Les questions environnementales, sociales et de gouvernance (ESG) sont de plus en plus présentes lors des assemblées annuelles des actionnaires, avec des questions à l'intention des PDG et des entreprises.
  
À l'approche de la saison des votes par procuration, la Directrice principale ESG, de Workiva, Mandi McReynolds, discute avec Marty Vanderploeg de Workiva pour avoir le point de vue d'un PDG, ainsi qu'avec la Directrice principale du secteur des services financiers, Arthy Kumar, pour savoir ce que les investisseurs individuels peuvent rechercher dans le reporting d'une entreprise en matière de durabilité. Regarder la vidéo :

 

Mandi : Bonjour à tous. Je m'appelle Mandi McReynolds. Je suis la Directrice en charge des questions d'ESG chez Workiva. Nous sommes en pleine période des assemblées générales d'actionnaires, et des articles ont été largement diffusés sur les PDG qui défendent leurs politiques et pratiques sociales et environnementales au sein de leurs entreprises, des actionnaires qui votent sur ces politiques et pratiques, ainsi que des discussions sur les complexités de la situation.  

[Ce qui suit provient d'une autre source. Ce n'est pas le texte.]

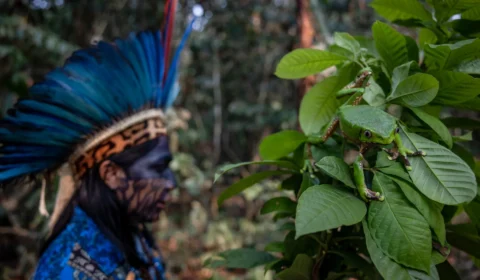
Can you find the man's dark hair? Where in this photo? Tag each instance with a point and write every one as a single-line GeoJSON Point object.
{"type": "Point", "coordinates": [100, 203]}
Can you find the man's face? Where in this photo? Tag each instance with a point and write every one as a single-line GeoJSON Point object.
{"type": "Point", "coordinates": [144, 185]}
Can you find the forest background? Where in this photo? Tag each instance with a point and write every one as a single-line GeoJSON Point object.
{"type": "Point", "coordinates": [230, 100]}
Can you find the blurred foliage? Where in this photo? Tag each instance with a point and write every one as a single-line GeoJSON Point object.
{"type": "Point", "coordinates": [230, 100]}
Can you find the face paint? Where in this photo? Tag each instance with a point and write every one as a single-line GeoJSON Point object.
{"type": "Point", "coordinates": [147, 182]}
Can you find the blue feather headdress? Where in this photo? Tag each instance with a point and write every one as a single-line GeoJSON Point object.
{"type": "Point", "coordinates": [94, 90]}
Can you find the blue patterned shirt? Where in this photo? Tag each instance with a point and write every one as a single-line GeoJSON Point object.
{"type": "Point", "coordinates": [82, 251]}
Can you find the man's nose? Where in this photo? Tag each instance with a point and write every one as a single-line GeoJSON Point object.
{"type": "Point", "coordinates": [170, 176]}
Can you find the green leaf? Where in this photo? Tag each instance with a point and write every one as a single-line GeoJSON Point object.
{"type": "Point", "coordinates": [374, 94]}
{"type": "Point", "coordinates": [329, 148]}
{"type": "Point", "coordinates": [444, 9]}
{"type": "Point", "coordinates": [347, 42]}
{"type": "Point", "coordinates": [279, 205]}
{"type": "Point", "coordinates": [429, 209]}
{"type": "Point", "coordinates": [435, 124]}
{"type": "Point", "coordinates": [391, 45]}
{"type": "Point", "coordinates": [275, 247]}
{"type": "Point", "coordinates": [281, 144]}
{"type": "Point", "coordinates": [464, 154]}
{"type": "Point", "coordinates": [441, 175]}
{"type": "Point", "coordinates": [325, 207]}
{"type": "Point", "coordinates": [245, 183]}
{"type": "Point", "coordinates": [241, 258]}
{"type": "Point", "coordinates": [301, 269]}
{"type": "Point", "coordinates": [415, 91]}
{"type": "Point", "coordinates": [320, 104]}
{"type": "Point", "coordinates": [447, 56]}
{"type": "Point", "coordinates": [468, 28]}
{"type": "Point", "coordinates": [455, 87]}
{"type": "Point", "coordinates": [412, 49]}
{"type": "Point", "coordinates": [355, 261]}
{"type": "Point", "coordinates": [288, 226]}
{"type": "Point", "coordinates": [279, 163]}
{"type": "Point", "coordinates": [395, 10]}
{"type": "Point", "coordinates": [467, 137]}
{"type": "Point", "coordinates": [368, 44]}
{"type": "Point", "coordinates": [447, 272]}
{"type": "Point", "coordinates": [396, 170]}
{"type": "Point", "coordinates": [301, 63]}
{"type": "Point", "coordinates": [388, 268]}
{"type": "Point", "coordinates": [426, 36]}
{"type": "Point", "coordinates": [398, 229]}
{"type": "Point", "coordinates": [464, 237]}
{"type": "Point", "coordinates": [401, 72]}
{"type": "Point", "coordinates": [459, 122]}
{"type": "Point", "coordinates": [473, 211]}
{"type": "Point", "coordinates": [306, 183]}
{"type": "Point", "coordinates": [471, 67]}
{"type": "Point", "coordinates": [472, 14]}
{"type": "Point", "coordinates": [336, 168]}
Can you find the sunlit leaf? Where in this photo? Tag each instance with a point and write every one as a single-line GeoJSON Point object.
{"type": "Point", "coordinates": [398, 229]}
{"type": "Point", "coordinates": [325, 207]}
{"type": "Point", "coordinates": [301, 63]}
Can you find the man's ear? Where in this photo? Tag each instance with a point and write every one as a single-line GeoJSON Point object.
{"type": "Point", "coordinates": [112, 174]}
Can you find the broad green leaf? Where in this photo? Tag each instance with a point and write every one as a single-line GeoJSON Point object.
{"type": "Point", "coordinates": [368, 44]}
{"type": "Point", "coordinates": [473, 104]}
{"type": "Point", "coordinates": [388, 268]}
{"type": "Point", "coordinates": [245, 183]}
{"type": "Point", "coordinates": [279, 163]}
{"type": "Point", "coordinates": [441, 175]}
{"type": "Point", "coordinates": [355, 261]}
{"type": "Point", "coordinates": [347, 42]}
{"type": "Point", "coordinates": [303, 245]}
{"type": "Point", "coordinates": [455, 87]}
{"type": "Point", "coordinates": [447, 56]}
{"type": "Point", "coordinates": [464, 237]}
{"type": "Point", "coordinates": [468, 28]}
{"type": "Point", "coordinates": [467, 137]}
{"type": "Point", "coordinates": [415, 91]}
{"type": "Point", "coordinates": [444, 9]}
{"type": "Point", "coordinates": [301, 269]}
{"type": "Point", "coordinates": [288, 226]}
{"type": "Point", "coordinates": [336, 168]}
{"type": "Point", "coordinates": [319, 105]}
{"type": "Point", "coordinates": [396, 170]}
{"type": "Point", "coordinates": [447, 272]}
{"type": "Point", "coordinates": [329, 148]}
{"type": "Point", "coordinates": [436, 125]}
{"type": "Point", "coordinates": [395, 10]}
{"type": "Point", "coordinates": [306, 183]}
{"type": "Point", "coordinates": [241, 258]}
{"type": "Point", "coordinates": [438, 257]}
{"type": "Point", "coordinates": [464, 154]}
{"type": "Point", "coordinates": [275, 247]}
{"type": "Point", "coordinates": [459, 122]}
{"type": "Point", "coordinates": [281, 144]}
{"type": "Point", "coordinates": [382, 160]}
{"type": "Point", "coordinates": [374, 94]}
{"type": "Point", "coordinates": [426, 36]}
{"type": "Point", "coordinates": [412, 49]}
{"type": "Point", "coordinates": [473, 211]}
{"type": "Point", "coordinates": [325, 207]}
{"type": "Point", "coordinates": [429, 209]}
{"type": "Point", "coordinates": [469, 67]}
{"type": "Point", "coordinates": [398, 229]}
{"type": "Point", "coordinates": [472, 14]}
{"type": "Point", "coordinates": [391, 45]}
{"type": "Point", "coordinates": [401, 72]}
{"type": "Point", "coordinates": [301, 63]}
{"type": "Point", "coordinates": [279, 205]}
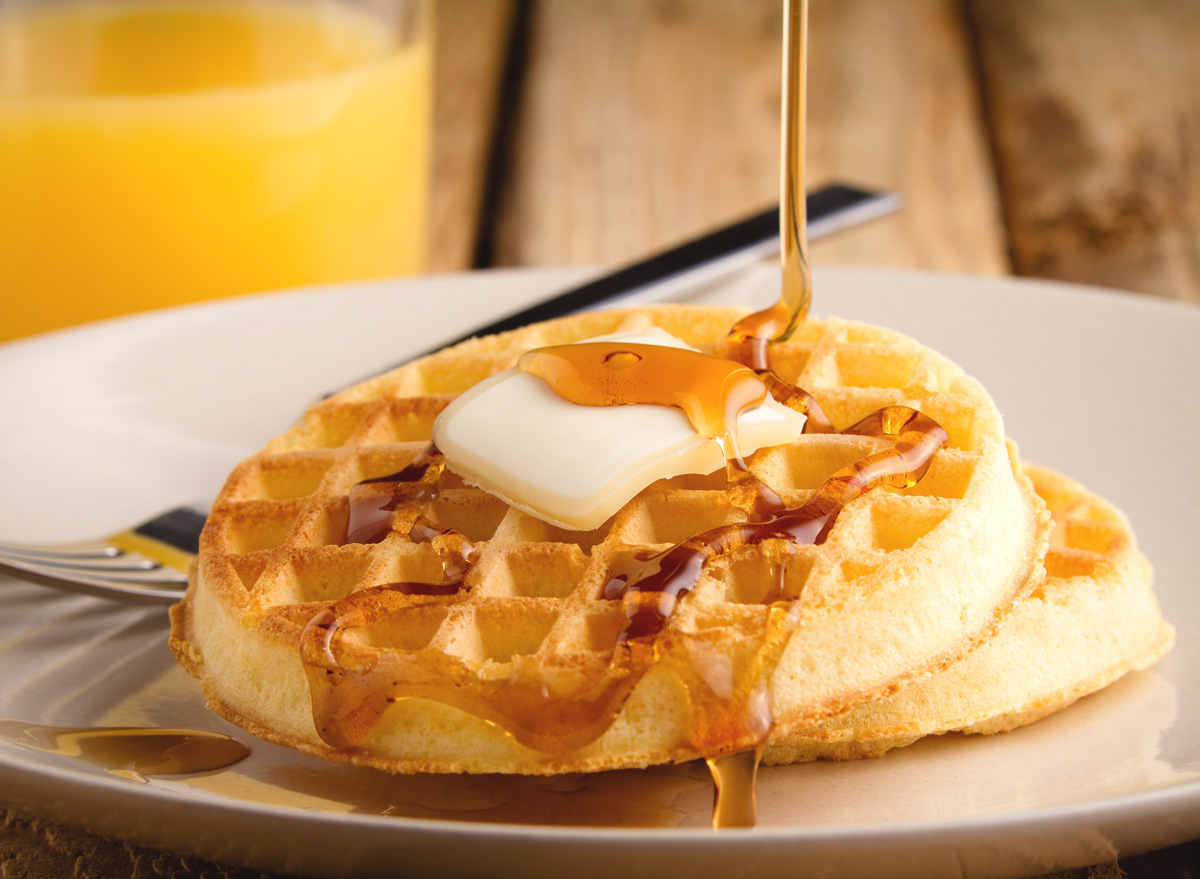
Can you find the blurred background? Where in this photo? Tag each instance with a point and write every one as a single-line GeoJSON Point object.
{"type": "Point", "coordinates": [1054, 138]}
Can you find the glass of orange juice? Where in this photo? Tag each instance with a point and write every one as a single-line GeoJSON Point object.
{"type": "Point", "coordinates": [163, 151]}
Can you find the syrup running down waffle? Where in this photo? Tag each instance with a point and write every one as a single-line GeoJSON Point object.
{"type": "Point", "coordinates": [474, 637]}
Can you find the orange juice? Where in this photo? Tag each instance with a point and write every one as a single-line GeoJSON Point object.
{"type": "Point", "coordinates": [162, 151]}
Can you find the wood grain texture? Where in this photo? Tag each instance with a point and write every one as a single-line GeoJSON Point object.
{"type": "Point", "coordinates": [647, 120]}
{"type": "Point", "coordinates": [893, 102]}
{"type": "Point", "coordinates": [472, 43]}
{"type": "Point", "coordinates": [1096, 112]}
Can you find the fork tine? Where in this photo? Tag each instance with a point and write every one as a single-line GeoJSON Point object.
{"type": "Point", "coordinates": [23, 549]}
{"type": "Point", "coordinates": [161, 592]}
{"type": "Point", "coordinates": [109, 562]}
{"type": "Point", "coordinates": [157, 574]}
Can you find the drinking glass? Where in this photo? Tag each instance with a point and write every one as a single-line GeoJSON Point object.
{"type": "Point", "coordinates": [163, 151]}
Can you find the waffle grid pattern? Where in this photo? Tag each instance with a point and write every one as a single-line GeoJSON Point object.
{"type": "Point", "coordinates": [274, 549]}
{"type": "Point", "coordinates": [1092, 621]}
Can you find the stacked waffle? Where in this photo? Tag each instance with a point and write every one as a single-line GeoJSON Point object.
{"type": "Point", "coordinates": [336, 649]}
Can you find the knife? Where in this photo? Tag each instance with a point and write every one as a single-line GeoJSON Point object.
{"type": "Point", "coordinates": [697, 262]}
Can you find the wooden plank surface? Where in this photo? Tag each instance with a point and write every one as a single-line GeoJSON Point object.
{"type": "Point", "coordinates": [642, 123]}
{"type": "Point", "coordinates": [1096, 112]}
{"type": "Point", "coordinates": [473, 39]}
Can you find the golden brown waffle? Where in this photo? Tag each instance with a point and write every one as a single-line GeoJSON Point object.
{"type": "Point", "coordinates": [1092, 621]}
{"type": "Point", "coordinates": [906, 582]}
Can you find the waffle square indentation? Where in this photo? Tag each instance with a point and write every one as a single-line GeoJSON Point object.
{"type": "Point", "coordinates": [543, 572]}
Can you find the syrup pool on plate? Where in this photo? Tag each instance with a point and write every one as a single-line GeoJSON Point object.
{"type": "Point", "coordinates": [160, 153]}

Je voulais vraiment faire appel à Arthy, qui a une certaine expertise en matière de gestion d'actifs et de planification financière, et à notre PDG, Marty, qui peut vraiment nous aider à expliquer comment nous simplifions ce processus pour vous tous. Ensemble, nous allons donc nous pencher un peu sur le sujet de l'assemblée annuelle des actionnaires et sur la manière dont nous pouvons aider nos jeunes investisseurs et dirigeants à vivre leur propre expérience, tout comme nous le faisons ici à Workiva. Donc, Marty, je vais maintenant vous laisser la parole. Donc je vois tous ces titres. Nous avons ces titres qui passent dans notre entreprise, des gens qui partagent des articles. Et alors, j'ai pu entendre le point de vue de Marty à ce sujet. Nous avons donc des multinationales, des entreprises de grande taille, qui disent que c'est trop complexe. Je dois trouver un moyen de simplifier, et chaque entreprise peut le configurer par elle-même. Quelles sont vos réflexions au moment où ces multinationales s'emparent du thème de l'ESG et où actionnaires leur posent des questions à ce sujet ? 

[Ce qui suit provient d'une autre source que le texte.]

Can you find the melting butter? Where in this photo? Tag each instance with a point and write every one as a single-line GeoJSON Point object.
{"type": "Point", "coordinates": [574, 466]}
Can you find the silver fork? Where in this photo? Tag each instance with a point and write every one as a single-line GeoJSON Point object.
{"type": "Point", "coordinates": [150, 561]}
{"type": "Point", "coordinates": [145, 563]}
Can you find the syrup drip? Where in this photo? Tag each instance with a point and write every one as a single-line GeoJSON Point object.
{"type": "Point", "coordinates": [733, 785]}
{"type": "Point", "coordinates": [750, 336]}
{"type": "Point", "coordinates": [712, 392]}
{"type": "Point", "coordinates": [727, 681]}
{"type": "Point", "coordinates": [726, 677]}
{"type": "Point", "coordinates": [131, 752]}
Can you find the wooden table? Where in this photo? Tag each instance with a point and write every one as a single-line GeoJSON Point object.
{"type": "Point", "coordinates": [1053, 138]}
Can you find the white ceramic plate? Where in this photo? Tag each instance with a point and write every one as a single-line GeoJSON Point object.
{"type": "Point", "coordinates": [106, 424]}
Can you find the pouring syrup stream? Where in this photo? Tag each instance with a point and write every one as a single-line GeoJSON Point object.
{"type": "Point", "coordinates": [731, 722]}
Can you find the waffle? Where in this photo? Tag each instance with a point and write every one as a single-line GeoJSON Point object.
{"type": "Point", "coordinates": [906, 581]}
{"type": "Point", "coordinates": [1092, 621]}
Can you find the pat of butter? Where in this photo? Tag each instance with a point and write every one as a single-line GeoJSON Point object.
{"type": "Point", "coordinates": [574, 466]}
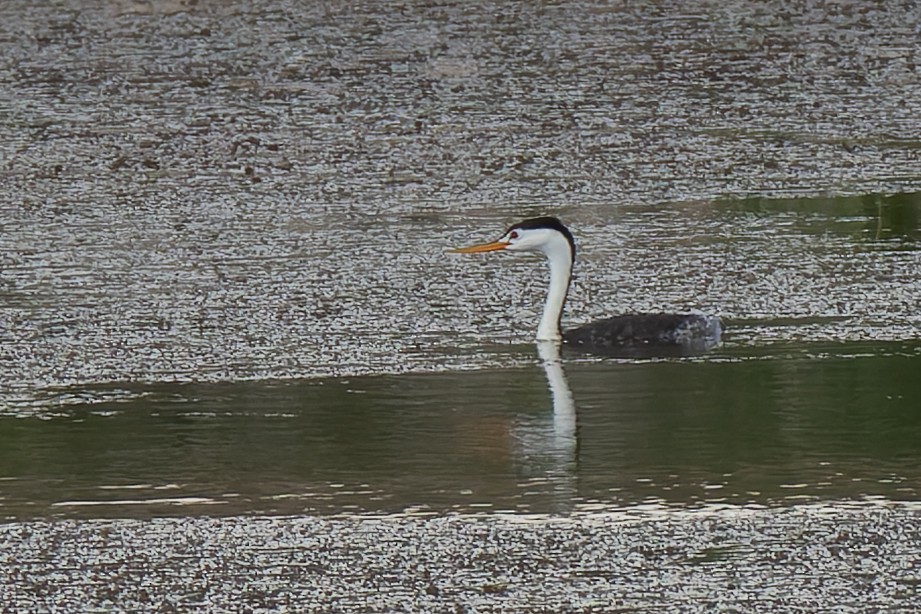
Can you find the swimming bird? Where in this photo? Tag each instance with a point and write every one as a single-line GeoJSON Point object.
{"type": "Point", "coordinates": [630, 334]}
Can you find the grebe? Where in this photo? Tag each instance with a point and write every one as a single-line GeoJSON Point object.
{"type": "Point", "coordinates": [666, 333]}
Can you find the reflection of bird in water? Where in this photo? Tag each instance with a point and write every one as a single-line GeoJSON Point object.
{"type": "Point", "coordinates": [640, 333]}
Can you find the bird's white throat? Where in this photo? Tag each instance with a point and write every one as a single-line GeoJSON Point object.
{"type": "Point", "coordinates": [559, 256]}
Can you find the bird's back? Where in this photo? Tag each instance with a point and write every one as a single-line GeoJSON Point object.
{"type": "Point", "coordinates": [665, 333]}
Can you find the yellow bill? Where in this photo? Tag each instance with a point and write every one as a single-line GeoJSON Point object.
{"type": "Point", "coordinates": [483, 247]}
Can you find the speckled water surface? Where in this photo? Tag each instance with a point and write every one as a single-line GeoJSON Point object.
{"type": "Point", "coordinates": [224, 293]}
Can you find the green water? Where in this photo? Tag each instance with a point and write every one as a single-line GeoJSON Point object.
{"type": "Point", "coordinates": [802, 423]}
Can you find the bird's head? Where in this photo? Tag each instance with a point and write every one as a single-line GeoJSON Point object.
{"type": "Point", "coordinates": [540, 234]}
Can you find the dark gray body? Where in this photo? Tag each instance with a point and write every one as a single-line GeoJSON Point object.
{"type": "Point", "coordinates": [646, 334]}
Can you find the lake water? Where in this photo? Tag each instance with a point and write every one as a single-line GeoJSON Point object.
{"type": "Point", "coordinates": [225, 290]}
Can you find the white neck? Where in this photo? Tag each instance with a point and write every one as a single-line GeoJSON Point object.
{"type": "Point", "coordinates": [559, 255]}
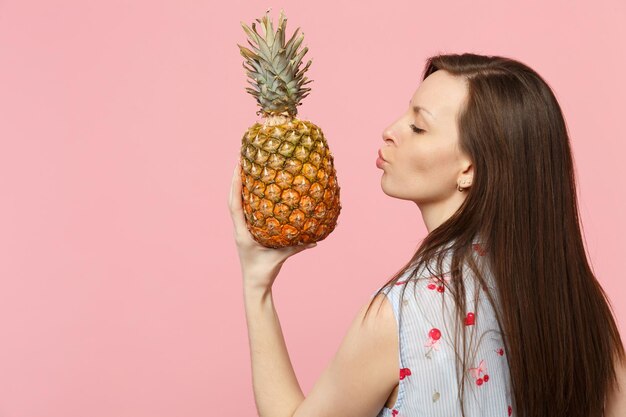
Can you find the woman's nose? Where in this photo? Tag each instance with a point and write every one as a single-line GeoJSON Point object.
{"type": "Point", "coordinates": [388, 136]}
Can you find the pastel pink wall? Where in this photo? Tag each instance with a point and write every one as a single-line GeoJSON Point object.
{"type": "Point", "coordinates": [120, 124]}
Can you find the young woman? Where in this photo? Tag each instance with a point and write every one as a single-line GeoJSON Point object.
{"type": "Point", "coordinates": [498, 312]}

Marty : Eh bien, je pense que pour commencer l'ESG doit vraiment être un état d'esprit des dirigeants qui vont gérer leur entreprise à l'aide de ces indicateurs. Ce n'est pas seulement quelque chose que vous divulguez à la fin de l'année à l'attention des actionnaires. Il a été prouvé que le fait de rendre votre bâtiment plus respectueux de l'environnement est également avantageux sur le plan financier. Essayer d'être diversifié et équitable et d'assurer l'inclusion permet également d'augmenter le résultat net. Les dirigeants doivent donc accepter le fait que gérer une entreprise en tenant compte de tous ces différents paramètres est en réalité plus bénéfique pour l'actionnaire à long terme.

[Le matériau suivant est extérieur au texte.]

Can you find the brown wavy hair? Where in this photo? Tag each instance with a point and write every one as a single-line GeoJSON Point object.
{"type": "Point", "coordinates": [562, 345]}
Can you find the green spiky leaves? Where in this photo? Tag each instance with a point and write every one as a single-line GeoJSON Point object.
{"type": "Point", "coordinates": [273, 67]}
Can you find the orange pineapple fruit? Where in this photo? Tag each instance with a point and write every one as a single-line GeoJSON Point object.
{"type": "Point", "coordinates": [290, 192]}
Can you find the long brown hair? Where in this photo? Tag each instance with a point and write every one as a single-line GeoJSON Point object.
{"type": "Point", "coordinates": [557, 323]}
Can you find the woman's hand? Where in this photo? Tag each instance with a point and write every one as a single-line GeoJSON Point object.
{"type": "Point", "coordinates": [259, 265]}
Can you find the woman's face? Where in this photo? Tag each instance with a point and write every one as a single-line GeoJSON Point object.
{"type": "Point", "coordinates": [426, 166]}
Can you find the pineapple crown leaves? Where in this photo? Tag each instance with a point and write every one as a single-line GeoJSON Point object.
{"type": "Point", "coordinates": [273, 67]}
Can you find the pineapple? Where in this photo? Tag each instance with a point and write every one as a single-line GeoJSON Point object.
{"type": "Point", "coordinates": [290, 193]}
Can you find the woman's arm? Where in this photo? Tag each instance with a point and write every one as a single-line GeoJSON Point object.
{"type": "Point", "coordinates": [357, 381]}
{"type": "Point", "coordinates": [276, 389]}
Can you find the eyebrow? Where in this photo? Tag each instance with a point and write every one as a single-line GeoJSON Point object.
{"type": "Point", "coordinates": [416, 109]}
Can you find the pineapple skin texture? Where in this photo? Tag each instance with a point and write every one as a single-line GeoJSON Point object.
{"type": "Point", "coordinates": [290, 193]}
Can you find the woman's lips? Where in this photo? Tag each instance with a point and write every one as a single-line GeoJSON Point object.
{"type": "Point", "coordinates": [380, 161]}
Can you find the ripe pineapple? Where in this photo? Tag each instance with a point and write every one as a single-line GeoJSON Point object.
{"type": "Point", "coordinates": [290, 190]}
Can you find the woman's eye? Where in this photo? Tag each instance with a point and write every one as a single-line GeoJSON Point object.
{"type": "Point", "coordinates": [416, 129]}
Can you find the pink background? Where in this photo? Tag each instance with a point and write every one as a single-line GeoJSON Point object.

Et je pense qu'une fois que cela s'est produit, la deuxième chose que nous essayons de faire chez Workiva consiste en fait à déterminer quelles sont ces choses — et chaque entreprise est différente, évidemment. Toutes les entreprises, en dehors des aspects financiers, qui sont pour tout le monde quelque peu similaires, mais en dehors de cela, les indicateurs sont très différents en fonction de chaque secteur. Et plus important encore, les changements dans chaque secteur. Réalisez donc les améliorations qui sont les plus faciles à mettre en œuvre, et élaborez à petits pas votre philosophie de gestion ESG. Et ensuite, le rapport en découlera. Et, bien sûr, il y a beaucoup de personnes en ce moment (consultants, fournisseurs de technologies) qui vont tous contribuer à ce processus. Alors n'y travaillez pas seuls non plus. C'est l'autre conseil que je donnerais.  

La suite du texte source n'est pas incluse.